Natacha Polony : référendum de 2005, la fracture démocratique. Il y a dix ans, le projet de traité constitutionnel européen était rejeté par les Français

Publié le 24 mai 2015 par Blanchemanche
#référendum #Europe #TCE
Natacha Polony y voit la première manifestation d'une fracture entre les gagnants et les perdants de la mondialisation libérale.

Natacha Polony est chroniqueuse au Figaro. Son dernier livre, «Ce Pays qu'on Abat», est paru en 2014 aux éditions Plon.
Le 29 mai 2005, il y a dix ans tout juste, le peuple français rejetait par référendum le projet de traité constitutionnel européen au sortir d'une campagne épique. Ceux qui pendant des semaines avaient martelé qu'un non provoquerait une forme d'apocalypse s'empressèrent d'expliquer que ce vote ne changeait rien puisque aussi bien, comme le répétait l'ineffable Alain Minc, «il n'y a pas de plan B». Et pour lui donner raison, Nicolas Sarkozy, une fois élu, fit passer par vote du Congrès le traité de Lisbonne, sous-copie du projet de constitution.L'épisode mérite qu'on y revienne tant il marque un moment essentiel dans l'histoire politique et sociale française.
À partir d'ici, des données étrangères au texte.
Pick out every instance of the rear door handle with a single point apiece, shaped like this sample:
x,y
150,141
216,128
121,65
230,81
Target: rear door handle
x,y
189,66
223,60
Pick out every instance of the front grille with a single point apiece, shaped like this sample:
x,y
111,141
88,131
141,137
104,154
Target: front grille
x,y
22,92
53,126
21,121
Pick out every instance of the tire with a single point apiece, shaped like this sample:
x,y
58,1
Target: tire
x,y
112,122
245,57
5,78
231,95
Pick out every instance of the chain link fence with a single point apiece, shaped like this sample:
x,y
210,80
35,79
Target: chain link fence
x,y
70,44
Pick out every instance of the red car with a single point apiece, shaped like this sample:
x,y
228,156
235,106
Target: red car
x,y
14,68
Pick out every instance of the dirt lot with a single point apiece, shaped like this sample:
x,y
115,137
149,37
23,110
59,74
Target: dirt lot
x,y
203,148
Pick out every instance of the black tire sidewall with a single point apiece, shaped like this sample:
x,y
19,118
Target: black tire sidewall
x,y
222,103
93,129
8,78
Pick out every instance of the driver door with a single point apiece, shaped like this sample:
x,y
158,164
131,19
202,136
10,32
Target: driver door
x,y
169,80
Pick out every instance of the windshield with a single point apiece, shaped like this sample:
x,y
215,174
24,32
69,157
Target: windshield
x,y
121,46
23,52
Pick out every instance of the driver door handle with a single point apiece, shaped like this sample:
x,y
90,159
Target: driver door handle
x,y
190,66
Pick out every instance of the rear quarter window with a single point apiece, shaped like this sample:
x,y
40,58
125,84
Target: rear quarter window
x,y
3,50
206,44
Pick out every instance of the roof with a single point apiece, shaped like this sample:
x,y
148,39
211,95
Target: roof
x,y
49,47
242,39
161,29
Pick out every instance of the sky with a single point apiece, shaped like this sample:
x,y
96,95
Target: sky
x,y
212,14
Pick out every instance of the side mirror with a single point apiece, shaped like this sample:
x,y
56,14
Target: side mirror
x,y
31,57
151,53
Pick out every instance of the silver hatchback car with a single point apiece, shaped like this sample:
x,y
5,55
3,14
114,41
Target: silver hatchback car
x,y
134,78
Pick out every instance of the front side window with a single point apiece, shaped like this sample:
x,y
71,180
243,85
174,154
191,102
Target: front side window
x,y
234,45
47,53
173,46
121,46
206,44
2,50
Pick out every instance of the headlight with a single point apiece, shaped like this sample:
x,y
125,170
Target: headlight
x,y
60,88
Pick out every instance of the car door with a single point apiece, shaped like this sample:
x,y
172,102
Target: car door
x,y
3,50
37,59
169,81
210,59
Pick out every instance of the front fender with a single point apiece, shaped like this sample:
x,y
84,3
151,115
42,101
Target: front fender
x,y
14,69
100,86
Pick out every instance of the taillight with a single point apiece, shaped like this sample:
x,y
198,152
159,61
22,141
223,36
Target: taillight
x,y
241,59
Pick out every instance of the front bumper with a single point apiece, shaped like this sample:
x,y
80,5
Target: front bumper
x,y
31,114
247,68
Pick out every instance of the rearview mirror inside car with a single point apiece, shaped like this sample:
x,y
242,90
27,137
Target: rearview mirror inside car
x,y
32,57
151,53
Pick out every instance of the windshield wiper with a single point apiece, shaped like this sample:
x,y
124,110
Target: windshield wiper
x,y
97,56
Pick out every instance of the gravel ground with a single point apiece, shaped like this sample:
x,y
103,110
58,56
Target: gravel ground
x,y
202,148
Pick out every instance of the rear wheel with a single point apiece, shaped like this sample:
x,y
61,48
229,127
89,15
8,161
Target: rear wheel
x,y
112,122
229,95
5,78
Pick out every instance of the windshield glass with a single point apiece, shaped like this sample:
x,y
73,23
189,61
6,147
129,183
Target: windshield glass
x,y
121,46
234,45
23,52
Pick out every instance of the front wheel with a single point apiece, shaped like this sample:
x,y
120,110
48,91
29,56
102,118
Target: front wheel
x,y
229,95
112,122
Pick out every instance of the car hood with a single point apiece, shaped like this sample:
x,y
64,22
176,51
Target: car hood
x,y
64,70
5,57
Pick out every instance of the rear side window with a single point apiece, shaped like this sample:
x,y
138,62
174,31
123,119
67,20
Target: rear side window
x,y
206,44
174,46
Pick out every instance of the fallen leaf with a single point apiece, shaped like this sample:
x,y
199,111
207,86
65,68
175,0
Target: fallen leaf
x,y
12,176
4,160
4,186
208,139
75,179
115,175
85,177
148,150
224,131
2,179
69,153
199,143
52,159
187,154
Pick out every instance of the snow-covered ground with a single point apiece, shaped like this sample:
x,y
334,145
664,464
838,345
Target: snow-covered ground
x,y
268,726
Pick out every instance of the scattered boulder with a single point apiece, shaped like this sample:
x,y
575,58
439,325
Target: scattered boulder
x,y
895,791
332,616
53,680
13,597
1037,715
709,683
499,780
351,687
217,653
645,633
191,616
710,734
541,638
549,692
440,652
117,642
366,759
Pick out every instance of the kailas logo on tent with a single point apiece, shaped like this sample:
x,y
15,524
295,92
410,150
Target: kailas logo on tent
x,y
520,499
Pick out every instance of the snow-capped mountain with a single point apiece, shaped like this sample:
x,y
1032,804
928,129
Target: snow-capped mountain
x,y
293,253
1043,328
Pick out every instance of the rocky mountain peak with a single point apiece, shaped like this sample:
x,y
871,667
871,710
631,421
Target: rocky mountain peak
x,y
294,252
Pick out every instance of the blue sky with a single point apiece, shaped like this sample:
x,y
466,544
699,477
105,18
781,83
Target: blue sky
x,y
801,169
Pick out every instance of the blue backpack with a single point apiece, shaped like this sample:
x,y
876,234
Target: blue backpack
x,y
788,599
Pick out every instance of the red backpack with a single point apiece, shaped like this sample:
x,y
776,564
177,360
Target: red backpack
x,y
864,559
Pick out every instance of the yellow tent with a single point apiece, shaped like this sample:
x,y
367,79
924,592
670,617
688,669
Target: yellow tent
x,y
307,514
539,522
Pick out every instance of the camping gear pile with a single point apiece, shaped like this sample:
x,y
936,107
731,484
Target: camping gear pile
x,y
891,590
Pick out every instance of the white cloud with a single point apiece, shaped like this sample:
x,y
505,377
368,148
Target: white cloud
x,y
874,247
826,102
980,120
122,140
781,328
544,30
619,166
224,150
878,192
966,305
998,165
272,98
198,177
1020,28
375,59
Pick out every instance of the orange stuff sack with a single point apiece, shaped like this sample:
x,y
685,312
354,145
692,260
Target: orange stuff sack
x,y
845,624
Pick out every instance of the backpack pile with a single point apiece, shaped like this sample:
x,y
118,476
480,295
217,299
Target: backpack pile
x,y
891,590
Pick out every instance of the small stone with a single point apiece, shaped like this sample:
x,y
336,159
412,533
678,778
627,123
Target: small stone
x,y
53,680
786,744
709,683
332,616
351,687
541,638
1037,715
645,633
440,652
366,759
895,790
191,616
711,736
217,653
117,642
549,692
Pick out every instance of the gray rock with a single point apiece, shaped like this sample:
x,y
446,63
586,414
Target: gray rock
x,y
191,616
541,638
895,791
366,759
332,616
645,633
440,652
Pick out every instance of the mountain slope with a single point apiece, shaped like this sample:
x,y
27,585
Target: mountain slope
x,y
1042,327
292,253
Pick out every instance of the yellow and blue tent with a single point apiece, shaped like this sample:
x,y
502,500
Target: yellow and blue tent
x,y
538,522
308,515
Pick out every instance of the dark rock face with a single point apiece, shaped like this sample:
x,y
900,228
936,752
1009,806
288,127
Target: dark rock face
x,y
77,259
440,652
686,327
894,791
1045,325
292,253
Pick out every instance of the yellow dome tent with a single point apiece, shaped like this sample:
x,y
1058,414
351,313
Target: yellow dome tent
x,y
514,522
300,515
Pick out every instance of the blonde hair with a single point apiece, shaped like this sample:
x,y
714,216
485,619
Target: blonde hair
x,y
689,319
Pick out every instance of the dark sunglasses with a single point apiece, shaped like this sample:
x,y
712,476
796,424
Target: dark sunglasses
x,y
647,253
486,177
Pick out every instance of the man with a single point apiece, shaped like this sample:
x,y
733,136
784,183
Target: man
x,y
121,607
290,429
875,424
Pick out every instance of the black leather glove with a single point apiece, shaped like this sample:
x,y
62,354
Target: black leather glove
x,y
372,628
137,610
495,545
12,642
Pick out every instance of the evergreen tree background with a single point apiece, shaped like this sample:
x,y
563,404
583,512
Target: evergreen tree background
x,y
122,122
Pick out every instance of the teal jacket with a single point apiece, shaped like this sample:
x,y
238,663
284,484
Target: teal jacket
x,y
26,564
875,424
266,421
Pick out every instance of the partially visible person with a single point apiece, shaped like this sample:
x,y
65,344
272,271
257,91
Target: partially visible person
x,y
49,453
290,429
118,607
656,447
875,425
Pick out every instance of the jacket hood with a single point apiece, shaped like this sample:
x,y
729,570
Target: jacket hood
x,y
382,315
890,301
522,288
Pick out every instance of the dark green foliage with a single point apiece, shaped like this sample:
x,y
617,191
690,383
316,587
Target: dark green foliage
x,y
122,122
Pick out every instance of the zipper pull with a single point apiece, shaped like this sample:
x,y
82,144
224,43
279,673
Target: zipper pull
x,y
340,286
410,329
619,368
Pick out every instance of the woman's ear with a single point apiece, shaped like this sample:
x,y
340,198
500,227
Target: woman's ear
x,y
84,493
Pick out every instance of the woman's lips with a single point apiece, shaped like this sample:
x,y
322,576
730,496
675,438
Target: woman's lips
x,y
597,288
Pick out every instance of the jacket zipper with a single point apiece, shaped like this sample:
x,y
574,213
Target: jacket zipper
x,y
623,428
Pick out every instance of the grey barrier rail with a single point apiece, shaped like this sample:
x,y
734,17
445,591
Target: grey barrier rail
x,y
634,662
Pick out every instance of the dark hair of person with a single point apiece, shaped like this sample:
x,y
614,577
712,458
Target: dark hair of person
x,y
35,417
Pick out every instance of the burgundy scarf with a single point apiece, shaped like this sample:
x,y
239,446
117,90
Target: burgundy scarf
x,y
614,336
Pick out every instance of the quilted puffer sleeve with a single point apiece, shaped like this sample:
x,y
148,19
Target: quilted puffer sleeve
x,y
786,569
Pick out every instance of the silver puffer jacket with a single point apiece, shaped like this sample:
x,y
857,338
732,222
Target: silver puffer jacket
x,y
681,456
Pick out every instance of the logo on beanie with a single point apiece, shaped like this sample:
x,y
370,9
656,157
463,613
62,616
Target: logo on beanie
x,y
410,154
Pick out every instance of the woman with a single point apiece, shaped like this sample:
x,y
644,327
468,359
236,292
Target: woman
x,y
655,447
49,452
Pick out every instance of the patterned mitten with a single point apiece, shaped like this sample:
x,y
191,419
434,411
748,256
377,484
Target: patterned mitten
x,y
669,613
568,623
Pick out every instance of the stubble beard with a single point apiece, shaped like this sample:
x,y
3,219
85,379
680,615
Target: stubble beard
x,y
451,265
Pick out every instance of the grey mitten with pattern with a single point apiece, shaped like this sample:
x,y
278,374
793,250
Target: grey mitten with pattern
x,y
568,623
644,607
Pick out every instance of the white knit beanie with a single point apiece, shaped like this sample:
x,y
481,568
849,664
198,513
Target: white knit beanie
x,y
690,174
D'abord parce qu'il constitue la première manifestation massive d'une forme de fracture entre ce qu'on a appelé «les élites» et «le peuple», et dont il vaudrait mieux parler comme les gagnants et les perdants de la mondialisation libérale et de sa manifestation la plus avancée, la technostructure européenne. Nous n'avons pas encore fini d'analyser ce que signifiait le clivage reproduit dans toutes les strates de la société française: des cadres supérieurs et des meneurs d'opinion en quasi-totalité favorables au oui quand la très grande majorité des ouvriers, employés et petites classes moyennes votaient non.Pire, cette fracture a induit une méfiance et une rancœur envers ces «élites» qui n'a fait que s'amplifier depuis. D'autant que les médias reproduisaient ce clivage. Les dirigeants, rédacteurs en chef et éditorialistes, quasi unanimes pour faire campagne en faveur du oui, et les journalistes de base, reporters, pigistes… largement pour le non. De sorte que les médias sont apparus, par un discours partisan et outrageusement antipluraliste, comme les chiens de garde de l'oligarchie technocratique, ce qui explique le surgissement d'Internet comme lieu de pensée alternative. Il faut se souvenir de l'éditorial de Serge July, le lendemain du vote, traitant les électeurs du non (une bonne partie de ses lecteurs) de xénophobes incapables de discernement… Nous le payons encore aujourd'hui par un soupçon généralisé contre les institutions au sens large et une part de la population persuadée que puisque «les médias officiels nous trompent», n'importe quelle élucubration trouvée sur Internet, devenu la voix du peuple, est une vérité alternative.